To enable BLI binding assays with streptavidin sensors, β2-microglobulin was biotinylated. Next, 10 µM of β2-microglobulin were incubated with 1× molar concentration of EZ-Link Sulfo-NHS-LC-Biotin (Thermofisher 21335) for 2 hours, quiescent at room temperature. After this time, unreacted biotin was removed by size exclusion chromatography using a Superdex 75 10/300 column equilibrated in PBS on an Akta Pure System (Cytiva). Biotinylated β2-microglobulin was then characterized with LC–MS to determine the degree of labelling (Supplementary Fig. 22).

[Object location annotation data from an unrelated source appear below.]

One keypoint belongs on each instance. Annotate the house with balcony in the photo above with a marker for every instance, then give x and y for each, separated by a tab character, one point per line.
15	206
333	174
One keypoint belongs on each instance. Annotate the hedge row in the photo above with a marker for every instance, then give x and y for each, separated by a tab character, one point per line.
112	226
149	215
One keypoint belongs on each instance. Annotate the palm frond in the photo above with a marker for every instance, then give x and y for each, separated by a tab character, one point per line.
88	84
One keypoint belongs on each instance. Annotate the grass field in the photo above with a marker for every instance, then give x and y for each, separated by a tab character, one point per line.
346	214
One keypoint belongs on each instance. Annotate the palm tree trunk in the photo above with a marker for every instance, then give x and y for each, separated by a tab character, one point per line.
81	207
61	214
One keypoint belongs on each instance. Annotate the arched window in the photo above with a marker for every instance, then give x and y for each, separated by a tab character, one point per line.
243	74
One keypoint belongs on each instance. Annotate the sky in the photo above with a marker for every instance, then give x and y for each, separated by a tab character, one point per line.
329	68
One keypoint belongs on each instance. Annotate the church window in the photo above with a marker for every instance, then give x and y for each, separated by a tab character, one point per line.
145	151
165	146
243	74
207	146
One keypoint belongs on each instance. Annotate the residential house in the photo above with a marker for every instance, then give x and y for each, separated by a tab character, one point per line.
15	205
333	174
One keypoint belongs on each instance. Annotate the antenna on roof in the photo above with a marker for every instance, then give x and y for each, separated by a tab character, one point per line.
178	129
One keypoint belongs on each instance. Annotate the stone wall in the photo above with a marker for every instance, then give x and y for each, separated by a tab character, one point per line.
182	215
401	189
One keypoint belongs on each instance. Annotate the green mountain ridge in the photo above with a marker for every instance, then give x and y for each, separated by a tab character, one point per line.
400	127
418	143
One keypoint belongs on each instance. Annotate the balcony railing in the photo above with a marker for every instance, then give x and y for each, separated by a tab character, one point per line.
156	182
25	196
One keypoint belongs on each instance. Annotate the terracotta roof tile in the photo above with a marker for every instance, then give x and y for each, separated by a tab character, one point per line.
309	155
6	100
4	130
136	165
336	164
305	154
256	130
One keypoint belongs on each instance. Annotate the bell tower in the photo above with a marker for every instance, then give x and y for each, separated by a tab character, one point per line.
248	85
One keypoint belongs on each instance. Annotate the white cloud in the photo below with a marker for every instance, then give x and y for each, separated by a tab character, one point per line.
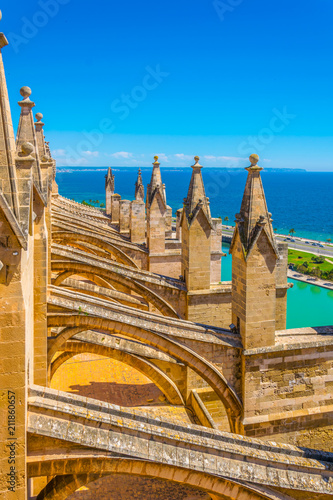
182	156
91	153
59	152
120	154
233	159
163	157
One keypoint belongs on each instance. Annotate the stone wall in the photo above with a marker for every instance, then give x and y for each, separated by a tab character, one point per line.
287	393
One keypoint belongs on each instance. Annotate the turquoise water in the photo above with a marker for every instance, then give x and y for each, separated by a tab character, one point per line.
307	305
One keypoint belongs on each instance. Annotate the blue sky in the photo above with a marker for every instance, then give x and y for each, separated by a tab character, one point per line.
118	82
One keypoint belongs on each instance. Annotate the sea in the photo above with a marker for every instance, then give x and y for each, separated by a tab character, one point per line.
297	199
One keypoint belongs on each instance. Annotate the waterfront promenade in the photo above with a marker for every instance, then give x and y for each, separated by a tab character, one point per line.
298	244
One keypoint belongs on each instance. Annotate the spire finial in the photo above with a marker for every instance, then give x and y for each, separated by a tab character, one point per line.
25	92
156	162
197	164
254	158
27	148
26	102
3	39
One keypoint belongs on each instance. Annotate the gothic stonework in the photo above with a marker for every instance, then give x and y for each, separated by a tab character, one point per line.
121	375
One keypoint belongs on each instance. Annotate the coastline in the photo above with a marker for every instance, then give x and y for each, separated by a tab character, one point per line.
310	280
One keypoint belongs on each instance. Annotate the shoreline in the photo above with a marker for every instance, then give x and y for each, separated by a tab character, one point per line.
310	280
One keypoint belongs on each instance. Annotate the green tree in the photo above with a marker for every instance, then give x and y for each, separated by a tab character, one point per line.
315	271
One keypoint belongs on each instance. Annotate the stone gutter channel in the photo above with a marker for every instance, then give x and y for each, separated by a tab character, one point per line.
107	427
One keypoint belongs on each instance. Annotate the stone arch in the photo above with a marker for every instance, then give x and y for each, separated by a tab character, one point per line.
66	236
88	468
147	368
83	269
76	323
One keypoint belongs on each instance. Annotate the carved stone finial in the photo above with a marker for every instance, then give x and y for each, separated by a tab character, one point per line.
25	92
197	164
27	149
254	158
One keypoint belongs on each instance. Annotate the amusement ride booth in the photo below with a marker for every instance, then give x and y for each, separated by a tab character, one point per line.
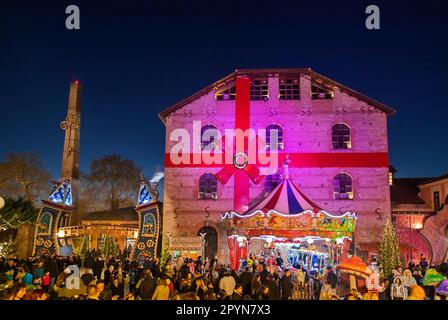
289	224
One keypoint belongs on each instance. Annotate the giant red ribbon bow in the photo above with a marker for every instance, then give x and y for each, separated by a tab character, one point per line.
241	170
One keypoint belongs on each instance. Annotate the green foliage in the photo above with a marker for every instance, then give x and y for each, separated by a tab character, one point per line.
23	175
113	180
17	212
7	248
389	252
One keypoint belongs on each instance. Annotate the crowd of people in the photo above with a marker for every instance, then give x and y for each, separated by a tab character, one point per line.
260	277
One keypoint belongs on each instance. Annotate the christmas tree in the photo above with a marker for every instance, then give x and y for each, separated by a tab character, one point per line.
389	252
85	245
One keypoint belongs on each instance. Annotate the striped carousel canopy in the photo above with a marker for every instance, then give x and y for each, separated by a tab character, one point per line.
285	199
288	201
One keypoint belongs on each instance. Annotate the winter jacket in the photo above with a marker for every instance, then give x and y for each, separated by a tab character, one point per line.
398	291
147	288
227	284
287	287
161	293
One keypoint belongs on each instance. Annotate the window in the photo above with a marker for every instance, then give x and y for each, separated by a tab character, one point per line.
320	92
229	94
289	89
45	224
342	187
207	186
149	224
271	131
271	181
209	134
259	89
436	200
340	135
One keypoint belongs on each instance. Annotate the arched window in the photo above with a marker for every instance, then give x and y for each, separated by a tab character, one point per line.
209	134
271	181
340	135
45	222
274	137
208	186
149	224
342	187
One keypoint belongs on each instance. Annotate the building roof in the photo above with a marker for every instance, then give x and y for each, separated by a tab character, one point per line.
405	190
265	72
431	180
121	214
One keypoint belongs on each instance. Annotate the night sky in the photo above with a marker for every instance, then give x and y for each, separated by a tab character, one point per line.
136	58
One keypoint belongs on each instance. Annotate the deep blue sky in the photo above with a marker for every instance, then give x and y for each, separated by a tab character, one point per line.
135	58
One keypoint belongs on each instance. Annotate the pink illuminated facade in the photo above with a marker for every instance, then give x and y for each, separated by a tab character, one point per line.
335	137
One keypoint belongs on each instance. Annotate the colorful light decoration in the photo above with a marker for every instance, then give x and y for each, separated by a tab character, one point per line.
144	195
62	194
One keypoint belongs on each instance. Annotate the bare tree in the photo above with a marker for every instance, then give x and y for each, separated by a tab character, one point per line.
22	175
113	180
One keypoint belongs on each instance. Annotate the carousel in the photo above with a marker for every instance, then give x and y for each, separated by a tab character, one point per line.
289	224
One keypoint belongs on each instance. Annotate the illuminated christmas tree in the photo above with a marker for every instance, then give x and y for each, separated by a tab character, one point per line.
389	252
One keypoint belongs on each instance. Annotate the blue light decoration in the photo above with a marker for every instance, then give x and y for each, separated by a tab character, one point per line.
62	194
144	196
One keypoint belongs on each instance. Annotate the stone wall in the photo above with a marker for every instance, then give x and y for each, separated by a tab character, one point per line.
307	129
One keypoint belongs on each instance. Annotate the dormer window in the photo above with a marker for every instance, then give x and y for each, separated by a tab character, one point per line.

Measurements of thermal stability

Measurements of apparent melting temperature were carried out in PBS at 6 µM nanobody concentration (except for mNb6 exhausted sampling + buried, which was at a concentration of 1.5 µM because of insufficient material) on a Tycho system (NanoTemper). Each experiment was repeated three times for Nb24 variants and twice for mNb6 variants. Each 350/330 fluorescence ratio trace is first smoothed via a Savitzky–Golay filter (window length 21, polynomial order two) and fitted with the two-state thermal denaturation model:

$$y=\frac{{\alpha }_{\mathrm{N}}+{\beta }_{\mathrm{N}}T+({\alpha }_{\mathrm{D}}+{\beta }_{\mathrm{D}}T\,)\exp \left(\frac{\Delta {H}_{\mathrm{D-N}}}{R}\left(\frac{1}{{T}_{\mathrm{M}}}-\frac{1}{T}\right)\right)}{1+\exp \left(\frac{\Delta {H}_{\mathrm{D-N}}}{R}\left(\frac{1}{{T}_{\mathrm{M}}}-\frac{1}{T}\right)\right)}$$

where αN, βN and αD, βD are the intercept and slope of the linear baselines of the native (N) and denatured (D) states, respectively, R is the gas constant, ΔHD-N is the enthalpy of equilibrium between the native and the denatured state, and TM is the apparent melting temperature. Each 350 to 330 nm fluorescence ratio trace is first smoothed via a Savitzky–Golay filter (window length 21, polynomial order 2) and then fitted. The temperature of unfolding onset Tonset is defined as the temperature needed to unfold 5% of the folded population. By definition, Tonset is a function of TM and ΔHD-N:

$${T}_{\mathrm{onset}}=\frac{{T}_{\mathrm{M}}}{1-{T}_{\mathrm{M}}\frac{R}{\Delta {H}_{\mathrm{D-N}}}\mathrm{ln}\frac{0.05}{0.995}}$$

BLI affinity measurements

BLI measurements were performed using an Octet­BLI K2 system (ForteBio). All assays were carried out in PBS supplemented with 0.05% Tween-20 (Sigma) to suppress non-specific interactions with the sensors. All assays were carried out in a black 96­-well plate (Greiner 655209), 200 µl per well, and all sensors were subjected to prehydration in the assay buffer for at least 15 min before usage. The assay plate was kept at 30 °C with a shaking speed of 1,000 r.p.m. The loading wells contained 50 nM of biotinylated β2-microglobulin or 30 nM of biotinylated SARS-CoV-2 RBD (purchased from CUSABIO, product code CSB-MP3324GMY1-B). All experiments consisted in a baseline step, a loading step, another baseline step, followed by several association and short dissociation steps. After the last association step, a long dissociation step is performed. The number of association and/or dissociation steps, their time and analyte concentrations used varied among experiments (Fig. 5 and Supplementary Fig. 17 and their captions). In all experiments a reference sensor (loaded in the same way as the assay sensors but probing only buffer wells in all association steps) was used and its signal was subtracted from that of each assay sensor before data analysis. Binding data of all Nb24 nanobody variants were fitted globally with a 1:1 partial dissociation binding model using Rmax, on rate and off rate as global parameters and Yt→inf as local parameter. Data of all mNb6 variants were fitted globally with a standard 1:1 binding model using Rmax, on rate and off rate as global parameters.

Reporting summary

Further information on research design is available in the Nature Portfolio Reporting Summary linked to this article.